Study

Blue hand with an on/off button in the middle of the palm. On each finger there are icons symbolizing core features of digital accessibility. Starting from the left to the right. On the little fingeer there is an icon of clock and location representing use of digital technologies any where any time. On the ring finger there are three icons: computer, tablet and smart phone represnting devices we uses. The middle finger has four icons all representing different disabilities: physical, two representing visual and hearing. The index finger has three icons on them representing informatin, statistics and pictures. The thumb has three dots conencted representing connectivity that digital technoogy gives us. Taken from the the website https://oae.stanford.edu/sites/default/files/styles/large-scaled/public/accessibility_0.jpg?itok=-7m679lW

Experiences of interaction for students with disabilities in online university programs

There is growing interest in online learners with disabilities because of an increase in the number of students with disabilities enrolled in universities and colleges across North America, enabling human rights legislation, and opportunities presented by advances in use of information and communication technologies in education.  The past decade has seen a significant number of publications covering this topic; however, the experience of students with disabilities engaged in online learning remains an under-researched area.  To address this gap in the research literature, a descriptive phenomenological study was conducted to describe the experience of interaction for students with disabilities who study online in an institution of higher education.

The structure of the experience of interactions for students with disabilities in online programs had five constituents: having access, working harder, being supported, being connected, and becoming.

Having access, working harder, being supported, and being connected were constituents that had a high intra-constituent variability in which experiences of students were not described as a singularity but as a continuum that ranged from a lack of or a limited presence of the constituent to fully present constituent in participants’ descriptions.  Students also described the following barriers: processes of accessing accommodations, inconsistencies in providing accommodations, a lack of awareness of disability, accommodations, rights and obligations among instructors, responsiveness of the system to students’ inquiries, and over-reliance on a single mode or an activity in the design of courses.  Knowing themselves and flexibility were facilitators that helped students with disabilities learn in the online environment.  Flexibility was a multidimensional concept including flexibility of time, people, processes, infrastructure, course design, and funding.
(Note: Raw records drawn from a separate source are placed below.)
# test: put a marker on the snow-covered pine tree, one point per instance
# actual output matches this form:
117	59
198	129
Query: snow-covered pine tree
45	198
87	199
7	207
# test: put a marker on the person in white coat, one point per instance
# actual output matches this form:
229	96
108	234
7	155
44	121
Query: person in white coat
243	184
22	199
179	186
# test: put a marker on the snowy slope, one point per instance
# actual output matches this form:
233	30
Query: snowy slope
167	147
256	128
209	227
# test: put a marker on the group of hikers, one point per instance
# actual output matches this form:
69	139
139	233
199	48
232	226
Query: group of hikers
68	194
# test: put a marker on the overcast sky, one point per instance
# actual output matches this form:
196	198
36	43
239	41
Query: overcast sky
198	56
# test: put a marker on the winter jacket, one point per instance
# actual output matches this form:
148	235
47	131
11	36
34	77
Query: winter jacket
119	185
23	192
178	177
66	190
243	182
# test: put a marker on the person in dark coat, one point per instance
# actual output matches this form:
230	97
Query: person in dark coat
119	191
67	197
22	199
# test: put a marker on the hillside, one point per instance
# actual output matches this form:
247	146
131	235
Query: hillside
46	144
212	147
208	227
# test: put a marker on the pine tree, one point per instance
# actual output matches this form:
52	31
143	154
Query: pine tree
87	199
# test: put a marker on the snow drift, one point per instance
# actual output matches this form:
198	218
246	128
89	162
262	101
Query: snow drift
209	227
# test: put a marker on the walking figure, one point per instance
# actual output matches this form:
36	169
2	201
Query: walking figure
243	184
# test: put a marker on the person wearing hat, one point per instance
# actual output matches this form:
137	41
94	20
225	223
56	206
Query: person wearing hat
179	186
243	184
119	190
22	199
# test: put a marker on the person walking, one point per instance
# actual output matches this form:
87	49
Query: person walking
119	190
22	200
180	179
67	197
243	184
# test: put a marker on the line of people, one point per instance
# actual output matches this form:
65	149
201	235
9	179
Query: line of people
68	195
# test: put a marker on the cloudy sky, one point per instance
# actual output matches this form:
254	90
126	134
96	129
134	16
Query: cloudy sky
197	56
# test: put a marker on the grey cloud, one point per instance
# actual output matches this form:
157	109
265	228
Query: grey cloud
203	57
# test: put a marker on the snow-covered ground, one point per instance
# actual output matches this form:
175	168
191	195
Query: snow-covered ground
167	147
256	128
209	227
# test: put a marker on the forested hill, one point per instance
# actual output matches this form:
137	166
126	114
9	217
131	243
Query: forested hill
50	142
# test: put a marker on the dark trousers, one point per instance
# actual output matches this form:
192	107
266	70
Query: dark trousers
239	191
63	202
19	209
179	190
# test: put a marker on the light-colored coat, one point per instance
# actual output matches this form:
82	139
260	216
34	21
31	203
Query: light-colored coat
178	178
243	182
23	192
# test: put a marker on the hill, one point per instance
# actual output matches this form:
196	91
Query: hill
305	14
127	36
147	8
This research contributes to the current body of knowledge by capturing experiences of students with disabilities that are mostly absent from the literature.  By describing the nature of students’ experiences of online learning, this study revealed that there was an institutional capacity to support students with disabilities in online higher education; however, this capacity was not present consistently within programs and across different departments pointing to the areas of potential changes at instructional, administrative, service, and policy levels.